There’s a standardized questionnaire to characterize the type of tech-based abuse being experienced. It may not occur to someone who isn’t tech-savvy that their partner may know their passwords, or that there are social media settings they can use to prevent that partner from seeing their posts. This information and other data are added to a sort of digital presence diagram the team calls the “technograph” and which helps the victim visualize their technological assets and exposure.

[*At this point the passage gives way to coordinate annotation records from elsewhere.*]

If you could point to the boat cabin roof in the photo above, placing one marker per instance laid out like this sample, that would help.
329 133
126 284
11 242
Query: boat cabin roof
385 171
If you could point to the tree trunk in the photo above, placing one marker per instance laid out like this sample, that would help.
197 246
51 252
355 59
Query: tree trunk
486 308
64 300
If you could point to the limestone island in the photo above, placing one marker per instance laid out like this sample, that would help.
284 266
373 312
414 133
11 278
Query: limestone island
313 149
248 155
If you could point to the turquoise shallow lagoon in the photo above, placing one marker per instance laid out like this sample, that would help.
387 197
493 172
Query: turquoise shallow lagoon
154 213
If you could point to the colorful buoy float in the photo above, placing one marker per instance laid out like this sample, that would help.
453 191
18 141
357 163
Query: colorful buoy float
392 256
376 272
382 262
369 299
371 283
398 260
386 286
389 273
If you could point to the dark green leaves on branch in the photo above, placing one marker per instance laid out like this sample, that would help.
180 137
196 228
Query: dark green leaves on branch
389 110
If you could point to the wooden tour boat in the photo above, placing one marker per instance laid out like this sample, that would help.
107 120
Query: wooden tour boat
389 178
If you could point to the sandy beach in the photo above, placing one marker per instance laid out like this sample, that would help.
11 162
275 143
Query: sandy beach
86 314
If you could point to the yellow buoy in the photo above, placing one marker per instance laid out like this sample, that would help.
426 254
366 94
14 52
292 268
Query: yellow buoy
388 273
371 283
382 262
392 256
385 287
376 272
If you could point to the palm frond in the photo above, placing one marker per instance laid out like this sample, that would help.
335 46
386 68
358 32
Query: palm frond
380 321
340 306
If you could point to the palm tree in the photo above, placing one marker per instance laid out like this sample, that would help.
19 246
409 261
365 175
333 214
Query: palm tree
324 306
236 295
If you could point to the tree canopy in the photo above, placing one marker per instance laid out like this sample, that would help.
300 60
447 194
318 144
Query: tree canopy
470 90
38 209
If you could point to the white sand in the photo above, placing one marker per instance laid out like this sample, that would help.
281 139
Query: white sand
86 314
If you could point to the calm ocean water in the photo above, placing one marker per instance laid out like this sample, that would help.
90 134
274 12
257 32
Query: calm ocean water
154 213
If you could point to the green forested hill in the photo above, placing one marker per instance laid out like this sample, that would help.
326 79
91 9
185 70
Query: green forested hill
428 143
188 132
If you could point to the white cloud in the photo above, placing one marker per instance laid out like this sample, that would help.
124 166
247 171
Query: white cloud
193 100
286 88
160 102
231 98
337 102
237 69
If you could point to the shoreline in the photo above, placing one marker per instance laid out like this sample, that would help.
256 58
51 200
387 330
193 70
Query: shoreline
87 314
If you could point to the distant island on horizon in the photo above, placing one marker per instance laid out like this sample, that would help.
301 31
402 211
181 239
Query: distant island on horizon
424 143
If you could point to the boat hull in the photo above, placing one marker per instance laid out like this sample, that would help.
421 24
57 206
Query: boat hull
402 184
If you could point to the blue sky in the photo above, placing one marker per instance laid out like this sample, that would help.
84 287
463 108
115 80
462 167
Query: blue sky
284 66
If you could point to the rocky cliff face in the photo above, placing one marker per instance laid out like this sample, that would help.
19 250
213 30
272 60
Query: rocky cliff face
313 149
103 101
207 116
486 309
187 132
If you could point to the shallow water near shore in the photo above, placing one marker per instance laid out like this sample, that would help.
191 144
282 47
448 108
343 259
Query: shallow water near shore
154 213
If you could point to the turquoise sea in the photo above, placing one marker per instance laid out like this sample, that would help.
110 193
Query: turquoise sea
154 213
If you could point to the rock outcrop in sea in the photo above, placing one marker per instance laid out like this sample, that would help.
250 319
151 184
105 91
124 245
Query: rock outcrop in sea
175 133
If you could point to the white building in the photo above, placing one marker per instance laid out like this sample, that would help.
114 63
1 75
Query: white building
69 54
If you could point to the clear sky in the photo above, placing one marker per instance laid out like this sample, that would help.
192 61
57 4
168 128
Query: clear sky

The team also created a device they call the IPV Spyware Discovery, or ISDi. It’s basically spyware scanning software loaded on a device that can check the victim’s device without having to install anything. This is important because an abuser may have installed tracking software that would alert them if the victim is trying to remove it. Sound extreme? Not to people fighting a custody battle who can’t seem to escape the all-seeing eye of an abusive ex. And these spying tools are readily available for purchase.
“It’s consistent, it’s data-driven and it takes into account at each phase what the abuser will know if the client makes changes. This is giving people a more accurate way to make decisions and providing them with a comprehensive understanding of how things are happening,” explained Freed.
Even if the abuse can’t be instantly counteracted, it can be helpful simply to understand it and know that there are some steps that can be taken to help.
The authors have been piloting their work at New York’s Family Justice Centers, and following some testing have released the complete set of documents and tools for anyone to use.